Anclado en su saque, Abel, amaneció con la lección aprendida. Ya en Iruñea, el leitzarra destrozó la línea de flotación del delantero con un golpe de derecha que reventó las defensas de su contrincante. No murió en aquella ocasión Juan. Tampoco en esta. Si en el Labrit era un 10-2, en el Atano fue un 7-0 demoledor. Siete tantos del leitzarra encendían su mecha, basada siempre en un servicio letal y una mordiente brutal. Irujo se defendía como podía, en la mayoría de ocasiones bien, pero el torrente de juego del zaguero disminuía todas sus posibilidades de levantar el cartón. Barriola, con su habitual pose de diapasón, marcando el ritmo, sacaba a relucir sus ritmos más suaves y acompasados en el tren inferior, mientras, su tronco, sus hombros, sus brazos y sus muñecas marcaban un golpe espídico, lleno de fuerza. No en vano, cuando restaba, el cuero alcanzaba una velocidad endiablada, dos de ellos superando los 115 kilómetros por hora. Abel bailaba, mecido en un estado zen, y Juan comenzó a impacientarse. El de Ibero, desterrado en una jaula trenzada por el leitzarra tras el muro psicológico que existe en el cuatro y medio, había caído en la trampa tejida por su adversario, cómodo en las labores de arquitecto. Era fiel a su estilo Abel, como ya adelantó en la elección de material.

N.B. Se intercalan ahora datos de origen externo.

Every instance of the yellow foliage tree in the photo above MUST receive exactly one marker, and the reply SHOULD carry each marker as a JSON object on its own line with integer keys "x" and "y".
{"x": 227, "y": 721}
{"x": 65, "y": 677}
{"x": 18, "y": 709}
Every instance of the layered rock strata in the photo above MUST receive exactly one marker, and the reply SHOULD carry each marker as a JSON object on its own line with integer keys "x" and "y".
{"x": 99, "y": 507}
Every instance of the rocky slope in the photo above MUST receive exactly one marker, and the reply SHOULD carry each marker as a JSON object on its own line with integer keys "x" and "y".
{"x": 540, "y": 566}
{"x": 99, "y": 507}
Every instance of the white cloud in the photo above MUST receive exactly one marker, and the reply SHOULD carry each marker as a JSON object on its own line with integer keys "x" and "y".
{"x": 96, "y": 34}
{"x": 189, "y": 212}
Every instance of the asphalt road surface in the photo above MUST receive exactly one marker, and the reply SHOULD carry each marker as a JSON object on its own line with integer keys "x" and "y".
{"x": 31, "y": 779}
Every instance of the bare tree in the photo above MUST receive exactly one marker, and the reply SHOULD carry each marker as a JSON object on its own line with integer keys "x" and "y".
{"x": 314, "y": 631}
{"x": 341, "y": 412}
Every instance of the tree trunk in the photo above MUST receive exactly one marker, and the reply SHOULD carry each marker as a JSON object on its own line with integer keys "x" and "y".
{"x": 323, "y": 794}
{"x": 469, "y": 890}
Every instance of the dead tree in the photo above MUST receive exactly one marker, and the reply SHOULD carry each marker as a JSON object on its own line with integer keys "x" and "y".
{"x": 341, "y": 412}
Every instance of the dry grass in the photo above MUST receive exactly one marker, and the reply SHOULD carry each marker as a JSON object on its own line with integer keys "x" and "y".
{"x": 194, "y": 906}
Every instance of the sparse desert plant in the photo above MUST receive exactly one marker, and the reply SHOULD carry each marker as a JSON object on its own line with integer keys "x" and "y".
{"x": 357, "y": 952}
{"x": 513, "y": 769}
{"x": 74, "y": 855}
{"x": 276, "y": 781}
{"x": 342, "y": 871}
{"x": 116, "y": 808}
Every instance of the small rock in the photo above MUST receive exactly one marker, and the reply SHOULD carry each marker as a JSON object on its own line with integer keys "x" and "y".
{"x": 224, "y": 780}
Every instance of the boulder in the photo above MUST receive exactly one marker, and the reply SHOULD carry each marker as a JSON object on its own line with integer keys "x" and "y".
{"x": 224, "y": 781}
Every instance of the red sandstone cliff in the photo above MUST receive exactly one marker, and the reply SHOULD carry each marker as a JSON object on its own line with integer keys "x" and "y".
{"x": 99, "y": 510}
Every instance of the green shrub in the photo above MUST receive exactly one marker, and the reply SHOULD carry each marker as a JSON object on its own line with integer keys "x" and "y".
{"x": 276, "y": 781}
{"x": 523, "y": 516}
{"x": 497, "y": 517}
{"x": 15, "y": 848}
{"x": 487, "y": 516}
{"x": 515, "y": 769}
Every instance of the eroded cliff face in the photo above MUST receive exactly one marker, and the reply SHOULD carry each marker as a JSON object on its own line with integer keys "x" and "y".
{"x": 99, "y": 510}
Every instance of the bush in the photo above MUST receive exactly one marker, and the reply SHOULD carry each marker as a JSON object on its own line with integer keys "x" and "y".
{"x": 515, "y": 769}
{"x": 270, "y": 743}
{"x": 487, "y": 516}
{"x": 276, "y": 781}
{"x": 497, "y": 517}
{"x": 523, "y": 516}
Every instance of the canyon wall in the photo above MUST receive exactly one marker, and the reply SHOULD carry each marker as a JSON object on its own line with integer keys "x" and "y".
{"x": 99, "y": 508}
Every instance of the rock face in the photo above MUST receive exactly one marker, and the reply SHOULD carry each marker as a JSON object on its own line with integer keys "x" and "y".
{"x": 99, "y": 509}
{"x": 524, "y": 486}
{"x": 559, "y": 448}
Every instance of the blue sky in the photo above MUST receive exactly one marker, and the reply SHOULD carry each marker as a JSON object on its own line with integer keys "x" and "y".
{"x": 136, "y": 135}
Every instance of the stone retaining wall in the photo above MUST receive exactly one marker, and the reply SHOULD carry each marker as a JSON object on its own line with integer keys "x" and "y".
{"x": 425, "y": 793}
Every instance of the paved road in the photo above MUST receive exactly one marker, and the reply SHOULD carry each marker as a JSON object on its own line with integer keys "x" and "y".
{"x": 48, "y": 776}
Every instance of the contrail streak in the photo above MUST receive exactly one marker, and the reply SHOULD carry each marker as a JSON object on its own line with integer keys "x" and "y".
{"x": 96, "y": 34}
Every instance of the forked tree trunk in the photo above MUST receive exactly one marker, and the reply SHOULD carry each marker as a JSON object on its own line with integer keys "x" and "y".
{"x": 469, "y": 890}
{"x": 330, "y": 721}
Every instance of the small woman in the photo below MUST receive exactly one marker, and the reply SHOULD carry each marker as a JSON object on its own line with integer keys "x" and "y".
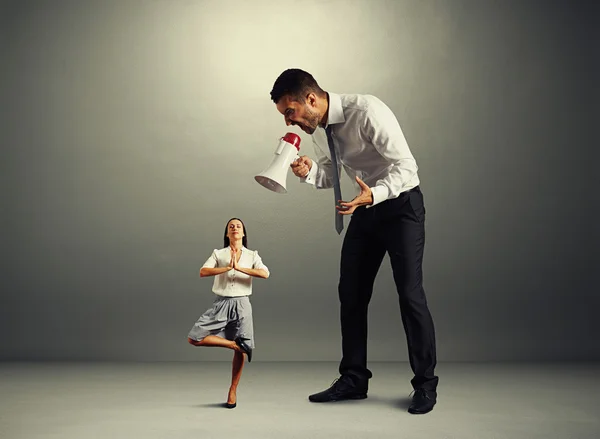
{"x": 228, "y": 323}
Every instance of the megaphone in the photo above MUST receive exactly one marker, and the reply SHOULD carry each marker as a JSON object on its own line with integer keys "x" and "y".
{"x": 274, "y": 177}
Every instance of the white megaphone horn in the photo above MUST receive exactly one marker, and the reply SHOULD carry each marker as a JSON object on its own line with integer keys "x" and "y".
{"x": 274, "y": 177}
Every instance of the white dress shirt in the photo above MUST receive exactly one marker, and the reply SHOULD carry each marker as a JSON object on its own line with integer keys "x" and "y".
{"x": 369, "y": 143}
{"x": 234, "y": 283}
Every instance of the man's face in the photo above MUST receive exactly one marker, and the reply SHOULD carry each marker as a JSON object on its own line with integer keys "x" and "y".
{"x": 303, "y": 114}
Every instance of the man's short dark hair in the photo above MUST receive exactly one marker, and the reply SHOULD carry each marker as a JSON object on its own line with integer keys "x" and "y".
{"x": 297, "y": 84}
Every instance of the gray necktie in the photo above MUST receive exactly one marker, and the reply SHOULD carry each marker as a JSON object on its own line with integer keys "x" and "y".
{"x": 339, "y": 219}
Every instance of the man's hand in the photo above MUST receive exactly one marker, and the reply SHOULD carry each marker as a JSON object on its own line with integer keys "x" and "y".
{"x": 365, "y": 198}
{"x": 302, "y": 166}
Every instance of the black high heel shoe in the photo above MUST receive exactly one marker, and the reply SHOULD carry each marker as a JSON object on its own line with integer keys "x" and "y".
{"x": 241, "y": 342}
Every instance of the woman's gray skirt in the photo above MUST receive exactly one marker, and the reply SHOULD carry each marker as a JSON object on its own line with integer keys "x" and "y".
{"x": 229, "y": 317}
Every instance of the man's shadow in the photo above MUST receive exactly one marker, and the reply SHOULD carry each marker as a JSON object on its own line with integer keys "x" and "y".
{"x": 217, "y": 405}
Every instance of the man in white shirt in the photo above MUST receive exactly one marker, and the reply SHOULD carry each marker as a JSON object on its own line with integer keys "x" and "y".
{"x": 362, "y": 135}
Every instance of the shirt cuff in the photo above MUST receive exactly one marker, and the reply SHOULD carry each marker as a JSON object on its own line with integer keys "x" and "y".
{"x": 379, "y": 194}
{"x": 312, "y": 175}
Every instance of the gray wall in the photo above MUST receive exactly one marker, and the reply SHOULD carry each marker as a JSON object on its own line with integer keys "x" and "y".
{"x": 131, "y": 132}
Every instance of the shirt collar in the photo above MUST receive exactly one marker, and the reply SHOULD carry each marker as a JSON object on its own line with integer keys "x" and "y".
{"x": 336, "y": 112}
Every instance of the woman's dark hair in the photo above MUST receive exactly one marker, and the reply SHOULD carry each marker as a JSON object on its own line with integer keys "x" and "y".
{"x": 244, "y": 238}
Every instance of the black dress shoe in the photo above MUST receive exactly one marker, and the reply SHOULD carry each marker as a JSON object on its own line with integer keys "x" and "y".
{"x": 341, "y": 389}
{"x": 247, "y": 349}
{"x": 423, "y": 402}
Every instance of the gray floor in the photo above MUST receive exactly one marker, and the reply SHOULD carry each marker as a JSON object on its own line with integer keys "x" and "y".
{"x": 182, "y": 400}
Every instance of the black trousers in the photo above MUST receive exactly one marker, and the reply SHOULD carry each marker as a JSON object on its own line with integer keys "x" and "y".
{"x": 395, "y": 226}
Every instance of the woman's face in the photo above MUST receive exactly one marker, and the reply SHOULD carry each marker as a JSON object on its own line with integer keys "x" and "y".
{"x": 235, "y": 230}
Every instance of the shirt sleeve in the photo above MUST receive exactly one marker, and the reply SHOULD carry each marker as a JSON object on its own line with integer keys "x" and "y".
{"x": 383, "y": 130}
{"x": 212, "y": 261}
{"x": 259, "y": 264}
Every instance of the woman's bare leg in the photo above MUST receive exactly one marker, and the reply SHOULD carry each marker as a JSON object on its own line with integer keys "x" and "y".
{"x": 215, "y": 341}
{"x": 236, "y": 374}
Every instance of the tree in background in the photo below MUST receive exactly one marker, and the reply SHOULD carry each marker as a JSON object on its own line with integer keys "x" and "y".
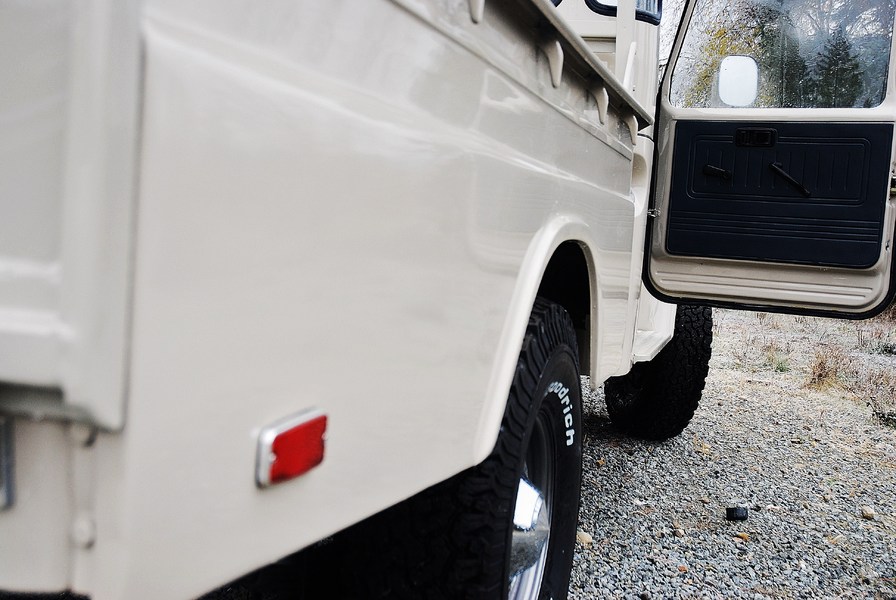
{"x": 838, "y": 75}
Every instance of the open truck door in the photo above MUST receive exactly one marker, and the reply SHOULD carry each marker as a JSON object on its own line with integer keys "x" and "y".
{"x": 775, "y": 158}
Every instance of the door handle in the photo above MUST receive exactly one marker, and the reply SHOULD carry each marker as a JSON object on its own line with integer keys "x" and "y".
{"x": 779, "y": 169}
{"x": 714, "y": 171}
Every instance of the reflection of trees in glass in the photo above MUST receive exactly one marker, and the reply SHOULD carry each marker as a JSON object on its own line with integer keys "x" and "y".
{"x": 838, "y": 75}
{"x": 811, "y": 53}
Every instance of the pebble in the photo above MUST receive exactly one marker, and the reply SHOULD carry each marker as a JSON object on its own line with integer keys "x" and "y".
{"x": 808, "y": 533}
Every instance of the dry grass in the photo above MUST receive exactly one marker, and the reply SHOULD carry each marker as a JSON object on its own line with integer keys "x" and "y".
{"x": 854, "y": 356}
{"x": 776, "y": 357}
{"x": 826, "y": 368}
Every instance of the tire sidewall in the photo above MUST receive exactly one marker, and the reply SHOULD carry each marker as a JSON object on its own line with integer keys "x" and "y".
{"x": 557, "y": 401}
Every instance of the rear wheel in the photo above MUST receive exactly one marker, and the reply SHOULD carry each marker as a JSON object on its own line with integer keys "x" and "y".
{"x": 531, "y": 482}
{"x": 657, "y": 399}
{"x": 505, "y": 528}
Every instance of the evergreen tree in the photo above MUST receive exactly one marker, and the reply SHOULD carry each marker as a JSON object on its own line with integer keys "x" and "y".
{"x": 838, "y": 75}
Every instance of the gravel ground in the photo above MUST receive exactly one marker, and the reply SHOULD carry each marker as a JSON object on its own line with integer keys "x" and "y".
{"x": 815, "y": 469}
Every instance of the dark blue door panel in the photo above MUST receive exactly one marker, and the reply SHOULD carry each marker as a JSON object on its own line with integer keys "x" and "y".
{"x": 802, "y": 193}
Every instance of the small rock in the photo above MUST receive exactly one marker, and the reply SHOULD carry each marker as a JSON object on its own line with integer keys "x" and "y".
{"x": 736, "y": 513}
{"x": 837, "y": 539}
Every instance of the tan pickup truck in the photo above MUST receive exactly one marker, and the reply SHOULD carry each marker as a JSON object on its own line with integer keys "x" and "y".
{"x": 268, "y": 269}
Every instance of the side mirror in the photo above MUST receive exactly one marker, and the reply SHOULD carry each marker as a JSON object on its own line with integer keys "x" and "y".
{"x": 738, "y": 80}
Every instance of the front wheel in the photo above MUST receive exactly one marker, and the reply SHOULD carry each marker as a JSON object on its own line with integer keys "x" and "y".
{"x": 657, "y": 399}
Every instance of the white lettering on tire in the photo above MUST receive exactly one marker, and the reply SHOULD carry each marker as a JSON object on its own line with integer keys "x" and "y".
{"x": 563, "y": 395}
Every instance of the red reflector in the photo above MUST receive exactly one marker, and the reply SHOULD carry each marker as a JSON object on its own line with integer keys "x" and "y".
{"x": 291, "y": 447}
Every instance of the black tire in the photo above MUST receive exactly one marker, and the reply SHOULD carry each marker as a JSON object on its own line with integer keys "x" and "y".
{"x": 454, "y": 540}
{"x": 657, "y": 399}
{"x": 541, "y": 441}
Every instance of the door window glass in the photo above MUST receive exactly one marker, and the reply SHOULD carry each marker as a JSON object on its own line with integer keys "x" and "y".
{"x": 810, "y": 53}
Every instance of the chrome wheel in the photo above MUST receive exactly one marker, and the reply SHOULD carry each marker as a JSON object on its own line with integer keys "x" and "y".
{"x": 531, "y": 534}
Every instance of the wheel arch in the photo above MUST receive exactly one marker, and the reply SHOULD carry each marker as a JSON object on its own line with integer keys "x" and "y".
{"x": 560, "y": 266}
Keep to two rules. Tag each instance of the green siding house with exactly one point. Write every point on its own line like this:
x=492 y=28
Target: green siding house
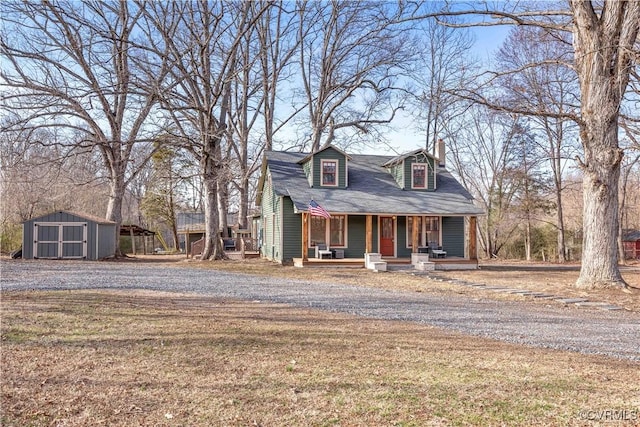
x=386 y=205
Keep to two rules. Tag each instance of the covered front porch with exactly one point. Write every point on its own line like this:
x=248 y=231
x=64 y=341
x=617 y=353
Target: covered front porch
x=451 y=263
x=390 y=240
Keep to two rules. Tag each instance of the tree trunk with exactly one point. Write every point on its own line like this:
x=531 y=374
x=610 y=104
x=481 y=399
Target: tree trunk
x=212 y=247
x=603 y=48
x=114 y=207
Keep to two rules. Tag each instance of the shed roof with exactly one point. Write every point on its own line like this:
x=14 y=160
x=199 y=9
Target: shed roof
x=79 y=215
x=371 y=190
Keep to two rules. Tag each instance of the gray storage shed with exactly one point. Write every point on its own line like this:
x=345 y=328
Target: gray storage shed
x=68 y=235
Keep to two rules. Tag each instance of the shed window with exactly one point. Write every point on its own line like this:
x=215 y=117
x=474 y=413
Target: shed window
x=330 y=172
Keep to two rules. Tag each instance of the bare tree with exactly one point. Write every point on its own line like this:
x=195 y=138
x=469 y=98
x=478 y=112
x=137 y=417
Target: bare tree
x=444 y=64
x=70 y=65
x=202 y=39
x=351 y=55
x=489 y=166
x=605 y=37
x=549 y=87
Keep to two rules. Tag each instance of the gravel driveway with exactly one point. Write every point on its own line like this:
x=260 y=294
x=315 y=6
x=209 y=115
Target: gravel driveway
x=615 y=333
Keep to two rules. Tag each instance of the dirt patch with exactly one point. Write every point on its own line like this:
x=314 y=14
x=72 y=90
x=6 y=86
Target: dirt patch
x=555 y=279
x=78 y=358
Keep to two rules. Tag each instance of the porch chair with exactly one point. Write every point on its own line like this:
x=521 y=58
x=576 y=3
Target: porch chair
x=322 y=251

Defensa y reacción Accionó entonces la palanca del sufrimiento el delantero de Ibero. La nitroglicerina, que corre por sus venas, que le vuelve tan efervescente, tan impulsivo y tan genial en los arrebatos de rabia, la canalizó el delantero para asentarse en la cancha. Morir para no perder el sitio. Si bien antes Barriola había marcado los tiempos, el de Ibero se acunó en ellos y en su capacidad de sufrimiento para enfrascarse en un duelo de fuerzas que acabó con Irujo levantando los brazos. El delantero lo hizo todo bien. Su defensa, brutal; su resto, demoledor; su cabeza, centrada.

Así, recuperado para la causa por Patxi Eugi y un descanso, reaccionó de la forma más tranquila posible. Si su espídico cuerpo pedía guerra, el de Ibero trenzó de una manera más sosegada que de costumbre su juego, eligiendo siempre la opción acertada. El saque, cambiadas las tornas, rebanó a Barriola parte de su renta. Y si no era el servicio, era el remate; sino, los fallos milimétricos de su contrincante. Había adoptado el de Ibero una revolución tan veloz como tranquila, tan mortal como sencilla, tan romántica como cerebral. Fue así como la brecha del luminoso cayó, como una atalaya, y, con su peso, con su importancia, también empezó a precipitarse al vacío Abel. 10-7. "Nunca me rindo", señaló al final del partido el de Ibero. Irujo jamás se rinde.

Una sombra gigante Aunque Irujo había destrozado su swing, su juego de piernas, Barriola hacía todo lo que podía, no regalaba, pero su adversario le había relegado de la parcela en la que el de Leitza está más cómodo y, ante eso, el zaguero era incapaz de superarle. No obstante, cuando Juan había roto los mimbres cosidos anteriormente por Abel, el de Leitza consiguió levantar un cuero imposible en los cuadros alegres para cuajar una dejada abierta al ancho que le dejó la alternativa, que marró, no sin antes probar un saque desde pared izquierda. "Tenía que arriesgar".

Lanzados, se enzarzaron en una guerra de estilos, en una pelea a talón desnudo, en la que Juan adoptó, definitivamente, una actitud relajada. Sin complejos, el de Ibero se lanzó a pelotear contra el muro de Leitza. Barriola, mientras tanto, no podía sujetar la violencia del golpeo rival y cuanto más movía a Irujo, más fácil llegaba; cuando más pegaba Barriola, más se defendía el de Ibero; y cuando más sujetaba el zaguero, más se soltaba el delantero. Y, ante ese festival camaleónico, no había nada que hacer. Solo erró en la selección Juan con dos golpes de zurda que se le cayeron a la colchoneta. El de Leitza, sin embargo, acusó una falta y dos pasas incomprensibles. Mientras, Arhane, txapela en la cabeza, sonreía, gran culpable de la revolución tranquila.